Right now, there is a kitten on my desk. She is sleeping sprawled between my keyboard and my monitor, and I’m pretty envious, because I have the donwannas. You know those, right? When you think okay, I really ought to get up and and then you think but I donwanna!

Here, for example, is an incomplete list of things I donwanna do right now:
*Donwanna figure out what to cook with my miscellaneous farmshare foods
*Donwanna even walk up the stairs to the kitchen
*Donwanna read anything longer than a couple of pages
*Donwanna work on my new workshop material

Some donwannas are about specific fears: do I have enough material for that new workshop, and by the way, who do I think I am, teaching people stuff? Others are more generalized, and are one of the ways we put up giant signs for ourselves: SLOW DOWN. Of course, we’re trained — by everything from our schools to our own ambitions — to respond to donwannas by saying but you must!.
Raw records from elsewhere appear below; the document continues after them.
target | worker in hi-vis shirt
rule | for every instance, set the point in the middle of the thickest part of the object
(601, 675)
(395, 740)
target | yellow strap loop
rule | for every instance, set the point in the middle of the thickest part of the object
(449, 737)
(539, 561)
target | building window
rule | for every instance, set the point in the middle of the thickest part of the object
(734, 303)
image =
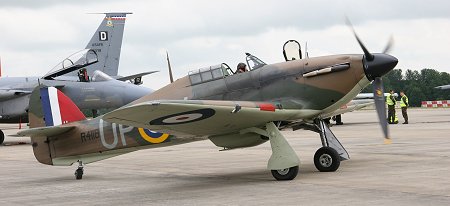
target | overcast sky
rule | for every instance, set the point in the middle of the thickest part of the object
(36, 35)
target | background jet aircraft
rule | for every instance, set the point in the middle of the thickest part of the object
(233, 110)
(102, 92)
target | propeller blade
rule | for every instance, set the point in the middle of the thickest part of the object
(389, 45)
(367, 54)
(380, 105)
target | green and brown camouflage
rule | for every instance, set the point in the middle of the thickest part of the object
(233, 110)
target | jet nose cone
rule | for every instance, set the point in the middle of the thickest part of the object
(380, 65)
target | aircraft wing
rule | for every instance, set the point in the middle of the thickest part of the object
(7, 93)
(45, 131)
(131, 77)
(199, 118)
(350, 107)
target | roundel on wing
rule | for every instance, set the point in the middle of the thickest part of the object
(152, 137)
(184, 117)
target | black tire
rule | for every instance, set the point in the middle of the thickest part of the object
(2, 137)
(327, 159)
(79, 174)
(285, 174)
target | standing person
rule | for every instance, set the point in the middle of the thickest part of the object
(404, 105)
(390, 100)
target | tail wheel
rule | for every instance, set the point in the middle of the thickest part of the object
(285, 174)
(327, 159)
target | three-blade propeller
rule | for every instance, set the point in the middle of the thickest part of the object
(375, 66)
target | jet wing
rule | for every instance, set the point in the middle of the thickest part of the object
(7, 93)
(200, 118)
(135, 75)
(45, 131)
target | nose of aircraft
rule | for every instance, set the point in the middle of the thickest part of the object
(379, 65)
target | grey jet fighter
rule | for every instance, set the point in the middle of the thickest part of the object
(91, 86)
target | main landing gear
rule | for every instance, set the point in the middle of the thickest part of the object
(284, 161)
(79, 171)
(327, 158)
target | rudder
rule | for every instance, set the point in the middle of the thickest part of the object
(51, 107)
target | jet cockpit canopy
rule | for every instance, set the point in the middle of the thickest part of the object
(74, 62)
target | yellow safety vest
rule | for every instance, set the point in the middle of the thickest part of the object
(404, 101)
(389, 100)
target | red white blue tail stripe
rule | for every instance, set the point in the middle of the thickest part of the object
(58, 108)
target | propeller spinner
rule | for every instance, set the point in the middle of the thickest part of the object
(375, 66)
When we do this — and I’m pretty sure we all do, sometimes — we’re surrendering to disconnection. We’re sending some part of ourselves, a part that is sad or tired or frightened, the message sorry, buck up. And while there are some things we really do have to do, it can help soften things just to start by considering whether this is one of them. Could you skip it? Could you do it another way? Would it be more effective to spend time taking care of yourself now so that you could do That Thing (TM) willingly another time?

We don’t have to know all of these answers, just a willingness to ask the questions, to start to signal to ourselves that we’re listening and that we care, and that wherever we are, right now, is where we are and therefore pretty much automatically okay.